The following is a statement from Kim Delfino, Director of California Programs, Defenders of Wildlife:
“We understand that a plan of this size and complexity must proceed with caution, but we are disappointed that the DRECP is moving forward in a piece-meal fashion. We are concerned that this change in approach will result in in an increase of important areas of public land opened to energy development, without a focus on identifying and developing lands less critical to wildlife. This would make the plan fall short of its potential to shape a future conservation-minded renewable energy development policy, and could put our fragile deserts and imperiled wildlife at risk.
“The goal of this planning process all along has been to help California play an important role in fighting the effects of climate change by balancing the needs of desert conservation with those of responsible renewable energy development; there is no reason to back down on that now.
“We will work with the federal and state agencies to ensure that any public land areas approved for renewable energy development will be those that would have lower impacts on wildlife, and to ensure that our public lands are not required to bear the full weight of the region’s renewable energy production. We will also work to ensure that all of the important conservation areas on the public lands are protected from future development.
“We expect federal and state agencies to commit to the DRECP’s overarching conservation goals by protecting lands critical to imperiled species like desert tortoise, bighorn sheep, Mohave ground squirrel and other declining wildlife, including areas in the Pisgah Valley, Silurian Valley, Soda Mountain, and the West Mojave. Moving forward, the agencies must not abandon the private land parts of this plan – the future of our desert communities, natural heritage and wildlife depend on it.”

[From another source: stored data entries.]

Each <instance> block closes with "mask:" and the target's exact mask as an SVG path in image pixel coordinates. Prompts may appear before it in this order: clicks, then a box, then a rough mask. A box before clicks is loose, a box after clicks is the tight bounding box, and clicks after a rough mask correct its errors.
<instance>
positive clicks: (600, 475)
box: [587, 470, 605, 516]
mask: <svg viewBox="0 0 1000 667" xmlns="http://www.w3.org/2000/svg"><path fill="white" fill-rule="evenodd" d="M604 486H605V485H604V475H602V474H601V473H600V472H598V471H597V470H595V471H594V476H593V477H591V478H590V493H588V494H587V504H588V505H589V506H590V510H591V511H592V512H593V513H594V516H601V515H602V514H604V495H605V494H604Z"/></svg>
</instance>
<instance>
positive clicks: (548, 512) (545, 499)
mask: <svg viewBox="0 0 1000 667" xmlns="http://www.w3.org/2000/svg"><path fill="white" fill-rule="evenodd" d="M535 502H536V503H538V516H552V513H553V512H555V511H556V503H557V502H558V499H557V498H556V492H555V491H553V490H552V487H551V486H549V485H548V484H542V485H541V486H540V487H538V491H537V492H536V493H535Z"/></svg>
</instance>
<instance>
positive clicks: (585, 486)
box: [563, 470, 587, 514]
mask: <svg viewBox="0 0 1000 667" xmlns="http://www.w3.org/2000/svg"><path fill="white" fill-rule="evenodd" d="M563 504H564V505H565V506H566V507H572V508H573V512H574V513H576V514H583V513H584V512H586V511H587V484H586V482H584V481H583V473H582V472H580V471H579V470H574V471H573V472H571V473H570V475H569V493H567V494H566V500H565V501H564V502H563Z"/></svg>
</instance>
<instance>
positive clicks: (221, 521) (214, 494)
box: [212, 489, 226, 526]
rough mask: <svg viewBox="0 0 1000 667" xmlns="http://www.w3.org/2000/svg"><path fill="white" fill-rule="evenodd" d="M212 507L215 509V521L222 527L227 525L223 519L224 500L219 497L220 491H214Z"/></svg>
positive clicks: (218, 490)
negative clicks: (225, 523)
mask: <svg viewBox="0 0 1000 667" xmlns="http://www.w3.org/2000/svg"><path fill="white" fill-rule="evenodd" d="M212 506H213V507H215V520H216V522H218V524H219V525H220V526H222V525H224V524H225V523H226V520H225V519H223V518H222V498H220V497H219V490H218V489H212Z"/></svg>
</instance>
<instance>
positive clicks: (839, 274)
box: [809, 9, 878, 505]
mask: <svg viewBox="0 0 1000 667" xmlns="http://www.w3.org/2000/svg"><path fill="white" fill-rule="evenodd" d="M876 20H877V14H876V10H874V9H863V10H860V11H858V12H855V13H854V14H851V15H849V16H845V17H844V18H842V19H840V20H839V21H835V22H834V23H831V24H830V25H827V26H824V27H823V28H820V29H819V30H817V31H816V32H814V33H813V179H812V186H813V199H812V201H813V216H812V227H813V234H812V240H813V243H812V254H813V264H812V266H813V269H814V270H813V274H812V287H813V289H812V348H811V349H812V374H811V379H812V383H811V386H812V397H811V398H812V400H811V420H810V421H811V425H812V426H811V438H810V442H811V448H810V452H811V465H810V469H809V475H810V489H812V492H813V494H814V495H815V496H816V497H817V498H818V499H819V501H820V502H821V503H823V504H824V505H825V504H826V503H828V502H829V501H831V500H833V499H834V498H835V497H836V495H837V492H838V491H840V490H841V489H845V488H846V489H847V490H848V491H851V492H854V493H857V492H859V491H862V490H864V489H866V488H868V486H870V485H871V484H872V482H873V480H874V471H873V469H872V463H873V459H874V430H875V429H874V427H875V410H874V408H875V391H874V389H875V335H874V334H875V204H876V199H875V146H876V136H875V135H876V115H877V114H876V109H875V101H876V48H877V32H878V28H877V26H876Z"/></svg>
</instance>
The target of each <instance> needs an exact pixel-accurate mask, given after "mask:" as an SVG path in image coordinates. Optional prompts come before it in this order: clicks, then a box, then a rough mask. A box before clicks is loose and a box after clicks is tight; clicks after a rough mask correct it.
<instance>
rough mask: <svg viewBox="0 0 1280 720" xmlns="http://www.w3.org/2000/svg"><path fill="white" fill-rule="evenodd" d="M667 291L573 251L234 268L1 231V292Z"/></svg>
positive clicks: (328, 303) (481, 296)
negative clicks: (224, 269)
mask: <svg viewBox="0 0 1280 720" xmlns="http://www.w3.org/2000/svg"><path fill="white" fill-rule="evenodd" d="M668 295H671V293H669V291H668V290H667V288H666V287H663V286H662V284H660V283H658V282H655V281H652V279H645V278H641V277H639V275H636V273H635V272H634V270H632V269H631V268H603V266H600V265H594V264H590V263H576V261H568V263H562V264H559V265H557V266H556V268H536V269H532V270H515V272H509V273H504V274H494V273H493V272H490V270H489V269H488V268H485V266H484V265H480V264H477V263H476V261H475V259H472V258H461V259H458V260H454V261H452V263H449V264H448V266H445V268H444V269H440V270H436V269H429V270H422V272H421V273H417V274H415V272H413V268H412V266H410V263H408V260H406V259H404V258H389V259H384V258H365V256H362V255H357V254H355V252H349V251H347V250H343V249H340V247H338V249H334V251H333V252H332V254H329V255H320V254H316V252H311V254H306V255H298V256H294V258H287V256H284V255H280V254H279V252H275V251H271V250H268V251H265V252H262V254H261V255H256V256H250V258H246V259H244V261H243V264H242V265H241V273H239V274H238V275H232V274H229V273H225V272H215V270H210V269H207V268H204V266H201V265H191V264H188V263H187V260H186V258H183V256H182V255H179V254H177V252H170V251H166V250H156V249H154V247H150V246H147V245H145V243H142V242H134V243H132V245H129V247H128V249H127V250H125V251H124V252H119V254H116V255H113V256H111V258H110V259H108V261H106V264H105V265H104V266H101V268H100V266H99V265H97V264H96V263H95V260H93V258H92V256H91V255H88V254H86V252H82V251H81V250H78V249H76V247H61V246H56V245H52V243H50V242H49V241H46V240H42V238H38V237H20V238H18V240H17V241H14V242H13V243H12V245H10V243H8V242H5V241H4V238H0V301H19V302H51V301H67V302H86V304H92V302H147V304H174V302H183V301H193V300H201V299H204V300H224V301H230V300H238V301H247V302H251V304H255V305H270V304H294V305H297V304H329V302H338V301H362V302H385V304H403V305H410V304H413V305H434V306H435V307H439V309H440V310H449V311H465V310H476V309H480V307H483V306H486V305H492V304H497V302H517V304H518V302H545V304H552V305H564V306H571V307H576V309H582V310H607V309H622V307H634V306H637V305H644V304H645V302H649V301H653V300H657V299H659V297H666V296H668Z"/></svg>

The DRECP is a joint federal and state planning effort between the Bureau of Land Management (BLM), U.S. Fish and Wildlife Service (USFWS), California Energy Commission (CEC) and California Department of Fish and Wildlife (CDFW). The DRECP was intended to identify the right places in the California Desert for renewable energy development, while conserving areas important for wildlife, wilderness, recreation and other activities. The plan covers 22 million acres of the California desert region and is based on the state’s goal to reduce greenhouse gas emission by 80% over the next 35 years.